Travis Ames, a resident of Madison and former board member, said he would push for greater representation on the board, more public discussion of policy and fiscal oversight if elected. Ames said he supports exploring full-day pre-K and hiring a school resource officer (SRO) and described his campaign as grounded in representing parts of the district that feel unheard. “If you show up for me, I’ll stand up for you,” Ames said in his closing remarks.

Corey Duclos, an incumbent board member who has served since 2018, emphasized the board’s recent focus on equity and inclusion, expanded participation in the budget process and maintaining student-support positions such as social workers and a social-emotional learning (SEL) room. “I think the measure of society is based on how well we treat the least,” Duclos said, describing efforts to keep SEL and social-work positions in the budget as a priority to ‘soften’ schools rather than harden them.

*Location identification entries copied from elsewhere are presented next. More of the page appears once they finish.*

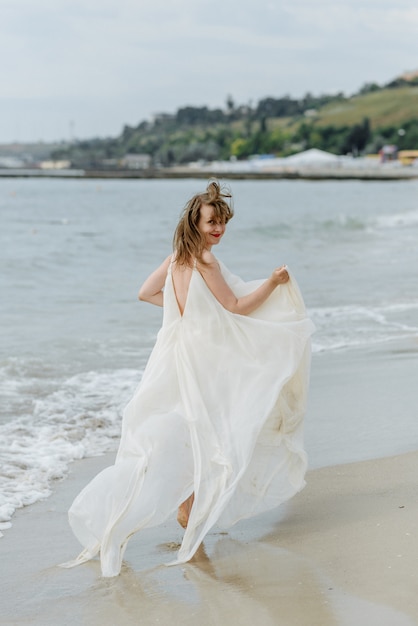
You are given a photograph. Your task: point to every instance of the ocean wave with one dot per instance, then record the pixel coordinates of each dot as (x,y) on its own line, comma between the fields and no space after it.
(354,326)
(404,219)
(63,421)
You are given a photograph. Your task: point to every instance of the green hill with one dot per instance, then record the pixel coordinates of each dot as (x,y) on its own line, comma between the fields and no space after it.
(386,107)
(359,124)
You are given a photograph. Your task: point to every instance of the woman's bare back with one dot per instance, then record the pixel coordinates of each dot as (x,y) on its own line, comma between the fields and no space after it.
(181,276)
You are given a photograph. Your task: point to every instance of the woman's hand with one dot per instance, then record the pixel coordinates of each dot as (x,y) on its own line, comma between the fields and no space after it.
(280,275)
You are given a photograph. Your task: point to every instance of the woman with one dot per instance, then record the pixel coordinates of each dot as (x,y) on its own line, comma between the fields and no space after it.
(215,426)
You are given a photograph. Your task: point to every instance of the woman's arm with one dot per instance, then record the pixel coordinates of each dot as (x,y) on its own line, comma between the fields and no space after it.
(152,289)
(245,305)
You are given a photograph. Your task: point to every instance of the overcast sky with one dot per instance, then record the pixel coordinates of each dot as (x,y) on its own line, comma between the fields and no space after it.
(85,68)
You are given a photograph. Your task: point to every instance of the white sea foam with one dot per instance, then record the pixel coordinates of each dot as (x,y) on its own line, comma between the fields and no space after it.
(404,219)
(80,418)
(354,326)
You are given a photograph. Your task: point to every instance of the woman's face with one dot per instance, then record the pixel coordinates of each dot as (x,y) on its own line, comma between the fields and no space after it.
(209,226)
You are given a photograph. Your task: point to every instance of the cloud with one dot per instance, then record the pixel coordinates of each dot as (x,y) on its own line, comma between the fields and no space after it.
(130,58)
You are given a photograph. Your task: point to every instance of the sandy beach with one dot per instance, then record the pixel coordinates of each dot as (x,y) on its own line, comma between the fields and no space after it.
(342,552)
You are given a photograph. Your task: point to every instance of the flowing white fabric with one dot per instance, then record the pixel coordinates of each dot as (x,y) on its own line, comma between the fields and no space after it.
(219,412)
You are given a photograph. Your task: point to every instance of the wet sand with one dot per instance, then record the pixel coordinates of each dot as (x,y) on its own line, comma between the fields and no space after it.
(343,551)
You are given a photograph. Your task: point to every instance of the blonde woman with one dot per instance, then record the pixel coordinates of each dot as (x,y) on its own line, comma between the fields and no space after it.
(215,428)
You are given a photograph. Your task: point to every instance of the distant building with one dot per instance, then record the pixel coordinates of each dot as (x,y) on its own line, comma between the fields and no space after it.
(408,157)
(54,165)
(136,161)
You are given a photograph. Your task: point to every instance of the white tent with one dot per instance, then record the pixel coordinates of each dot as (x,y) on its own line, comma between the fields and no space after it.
(312,157)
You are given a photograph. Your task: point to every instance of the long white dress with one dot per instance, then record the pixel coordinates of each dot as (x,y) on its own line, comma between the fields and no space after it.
(219,412)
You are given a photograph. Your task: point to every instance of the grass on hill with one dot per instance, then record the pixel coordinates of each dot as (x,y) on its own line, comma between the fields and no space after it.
(387,107)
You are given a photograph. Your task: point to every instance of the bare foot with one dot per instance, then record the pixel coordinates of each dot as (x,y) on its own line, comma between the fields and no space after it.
(183,512)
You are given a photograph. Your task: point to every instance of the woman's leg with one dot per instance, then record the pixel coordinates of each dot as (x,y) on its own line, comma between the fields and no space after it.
(184,509)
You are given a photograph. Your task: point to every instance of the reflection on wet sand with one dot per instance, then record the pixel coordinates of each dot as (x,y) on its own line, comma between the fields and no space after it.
(239,583)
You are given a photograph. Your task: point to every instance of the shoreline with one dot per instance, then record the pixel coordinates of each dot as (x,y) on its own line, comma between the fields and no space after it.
(383,173)
(342,551)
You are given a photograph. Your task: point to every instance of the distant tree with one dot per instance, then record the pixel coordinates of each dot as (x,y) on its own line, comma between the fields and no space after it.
(357,137)
(369,88)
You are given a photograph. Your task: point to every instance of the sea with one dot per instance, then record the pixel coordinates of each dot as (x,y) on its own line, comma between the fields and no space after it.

Both candidates identified funding and enrollment as the district’s central fiscal challenges. Duclos cited shrinking enrollment and rising student needs, along with housing insecurity in the district, as drivers of budget pressure; he said the administration has worked with the village and Colgate University to encourage housing that could stabilize enrollment. Ames said state policy changes in the recent state budget — including a change he said affects how merger aid is calculated — are incentivizing consolidation and making advocacy and fiscal prudence essential. Ames urged the community to learn about these trends and support coordinated advocacy with regional partners.

On governance, Ames criticized recent board practices he described as insufficiently transparent — citing an early workshop he said was not broadcast and a policy-committee change that removed a community member — and recounted an incident in which he said a board member temporarily left while a community speaker raised a safety issue. Duclos disputed that characterization of the board’s transparency, saying the board has held open budget workshops and moved to make policy committee meetings publicly posted.

The candidates also outlined differing approaches to constituent engagement. Ames described reaching out individually to board members during deliberations (for example, on the SRO topic) and said he would continue one-on-one outreach and direct oversight of budget materials. Duclos said he favors channeling many concerns through administrators and using district services (for example, principals and BOCES pathways) to achieve efficient problem-solving while tempering expectations about the pace of change.

Neither candidate proposed a definitive new program requiring immediate board action; both emphasized advocacy, fiscal oversight and maintaining student supports as near-term priorities. The forum was moderated by Patrick Longo of the New York State School Boards Association and opened by Superintendent Bill Dalzeman. Voters were reminded of polling location and hours for the upcoming Tuesday election.